Ramsey County approves new deer cull to curb overpopulation

Archers will be authorized to take up to 115 deer to bring population down.

June 14, 2017 at 4:42AM
Marleen Odahlen- Hinz sits in her tree stand in the Tammarack Nature Center. GENERAL INFORMATION: White Bear Lake,MN. Wednesday 10/22/2003 A small team of archers begins hunting deer in a Ramsey County Park, close by many residential streets. It's part of an effort to cull the county's deer herd, which has grown greatly in the northern part of the county. About 500 were hit by cars last year, costing an average of $2000 per car, making the extra deer a costly problem, officials say.
A past Ramsey County effort to cull deer. Archers will be authorized to take up to 115 deer for 2017-18, up from the 79 taken this past season (Star Tribune/The Minnesota Star Tribune)

After years of hunts, a highly urbanized Ramsey County in certain spots still has deer in concentrations far higher than nature can properly sustain.

That was the verdict Tuesday among park professionals, and one that led the County Board to authorize still more deer culls in the coming months.

Here's a quick rundown of what commissioners learned, and what they did Tuesday:

No aerial survey of deer could be conducted last winter due to the lack of snow cover, but the number of reported car-deer collisions in Ramsey County is rising annually — from 201 in 2014 to 235 in 2016 — despite deer counts that seem to be falling.

The problem is that several spots are overrun with deer. The county's goal is to have no more than 15 to 20 deer per square mile of habitat. Yet one staff memo speaks of actual numbers up to seven times higher than that in spots.

The county likes to provide its archers with chances to kill and gather in deer. But when there are three to 10 times too many deer, it can bring in sharpshooters.

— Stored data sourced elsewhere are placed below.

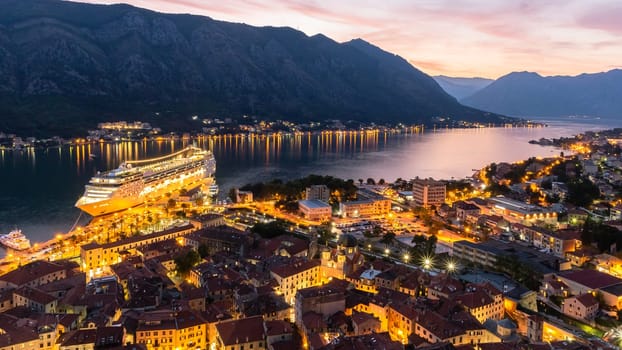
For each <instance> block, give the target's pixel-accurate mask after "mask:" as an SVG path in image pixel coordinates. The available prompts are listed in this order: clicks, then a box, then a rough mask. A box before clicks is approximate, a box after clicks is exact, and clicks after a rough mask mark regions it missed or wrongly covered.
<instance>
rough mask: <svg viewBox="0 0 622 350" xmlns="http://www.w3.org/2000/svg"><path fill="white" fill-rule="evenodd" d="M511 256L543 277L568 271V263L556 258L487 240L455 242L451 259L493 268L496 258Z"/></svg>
mask: <svg viewBox="0 0 622 350" xmlns="http://www.w3.org/2000/svg"><path fill="white" fill-rule="evenodd" d="M507 256H513V257H515V258H516V259H517V260H518V261H520V262H521V263H523V264H526V265H529V266H530V267H531V268H533V269H534V270H536V271H538V272H539V273H541V274H543V275H547V274H552V273H555V272H557V271H564V270H568V269H570V267H571V265H570V262H569V261H567V260H564V259H561V258H559V257H557V256H554V255H551V254H547V253H543V252H539V251H538V250H536V249H533V248H529V247H524V246H521V245H520V244H515V243H511V242H504V241H500V240H494V239H489V240H488V241H485V242H481V243H473V242H469V241H457V242H454V245H453V257H454V258H456V259H461V260H465V261H469V262H472V263H476V264H480V265H483V266H485V267H490V268H495V266H496V263H497V258H498V257H507Z"/></svg>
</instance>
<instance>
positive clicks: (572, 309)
mask: <svg viewBox="0 0 622 350" xmlns="http://www.w3.org/2000/svg"><path fill="white" fill-rule="evenodd" d="M562 312H563V313H564V315H567V316H570V317H572V318H577V319H581V320H592V319H594V317H596V314H597V313H598V301H597V300H596V298H594V297H593V296H592V294H587V293H586V294H581V295H577V296H573V297H570V298H566V299H565V300H564V302H563V303H562Z"/></svg>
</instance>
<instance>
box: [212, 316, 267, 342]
mask: <svg viewBox="0 0 622 350" xmlns="http://www.w3.org/2000/svg"><path fill="white" fill-rule="evenodd" d="M265 333H266V332H265V325H264V321H263V317H261V316H254V317H247V318H241V319H238V320H228V321H223V322H219V323H217V324H216V343H215V347H213V348H214V349H218V350H242V349H245V350H246V349H248V350H251V349H266V348H267V346H266V341H265V338H266V335H265ZM202 349H203V348H202ZM210 349H212V347H210Z"/></svg>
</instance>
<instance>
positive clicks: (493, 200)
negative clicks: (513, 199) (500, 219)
mask: <svg viewBox="0 0 622 350" xmlns="http://www.w3.org/2000/svg"><path fill="white" fill-rule="evenodd" d="M489 202H490V203H491V204H492V207H491V209H490V212H491V214H493V215H501V216H503V218H504V219H505V220H507V221H508V222H510V223H519V224H523V225H527V226H530V225H534V224H538V223H544V224H548V225H557V213H556V212H555V211H554V210H552V209H549V208H543V207H540V206H537V205H534V204H527V203H524V202H520V201H516V200H513V199H509V198H505V197H494V198H490V199H489Z"/></svg>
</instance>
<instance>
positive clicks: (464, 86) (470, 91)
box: [433, 75, 494, 101]
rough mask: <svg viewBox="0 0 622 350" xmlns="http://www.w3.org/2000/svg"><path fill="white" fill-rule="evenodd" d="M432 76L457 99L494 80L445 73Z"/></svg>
mask: <svg viewBox="0 0 622 350" xmlns="http://www.w3.org/2000/svg"><path fill="white" fill-rule="evenodd" d="M433 78H434V80H435V81H436V82H437V83H438V84H439V85H440V86H441V87H442V88H443V90H445V92H447V93H448V94H450V95H451V96H453V97H455V98H456V99H457V100H458V101H460V100H461V99H463V98H465V97H468V96H471V95H473V94H474V93H476V92H477V91H479V90H481V89H483V88H485V87H486V86H488V85H490V84H491V83H492V82H493V81H494V80H493V79H488V78H480V77H472V78H459V77H450V76H446V75H437V76H434V77H433Z"/></svg>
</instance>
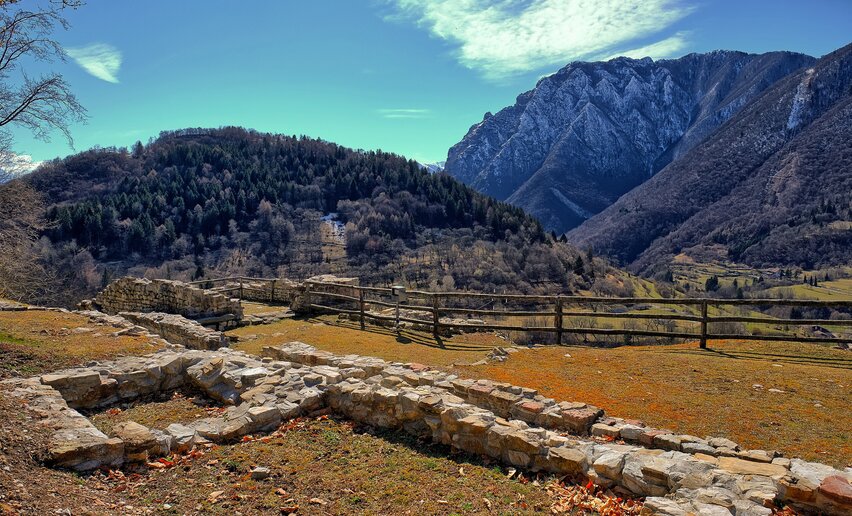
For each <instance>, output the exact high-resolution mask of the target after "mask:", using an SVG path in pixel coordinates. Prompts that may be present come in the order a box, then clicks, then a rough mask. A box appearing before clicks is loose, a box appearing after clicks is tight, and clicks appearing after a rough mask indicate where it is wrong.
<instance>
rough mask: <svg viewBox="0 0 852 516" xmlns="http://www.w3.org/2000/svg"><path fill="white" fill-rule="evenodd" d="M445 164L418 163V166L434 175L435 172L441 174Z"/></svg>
mask: <svg viewBox="0 0 852 516" xmlns="http://www.w3.org/2000/svg"><path fill="white" fill-rule="evenodd" d="M446 164H447V162H446V161H436V162H435V163H420V166H422V167H423V168H424V169H426V170H427V171H428V172H429V173H430V174H435V173H437V172H443V171H444V166H446Z"/></svg>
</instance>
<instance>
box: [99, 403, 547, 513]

Archers will be authorized to take up to 115 deer for 2017-18, up from the 79 taken this past season. Sharpshooting "areas of interest" include locations in Maplewood and St. Paul.

The biggest authorized harvests will be in the Pig's Eye area and Battle Creek, both with kills of up to 20, and both big jumps from 2016 (13 and 9, respectively).

In addition to collisions, which can be fatal, officials warn that excessive deer numbers "can be detrimental to the overall health of the herd" and raise the risk of Lyme disease-bearing ticks.

Commissioners voted unanimously without discussion to continue a program of deer culls that has gone on since 1999, despite opposition from some animal welfare organizations, which call for birth control injections instead.

Officials said the number of local jurisdictions with their own deer management programs is rising. Roseville is one place that, as complaints have risen within the past couple of years, has imposed first a feeding ban and then brought in sharpshooters to bait and take out deer.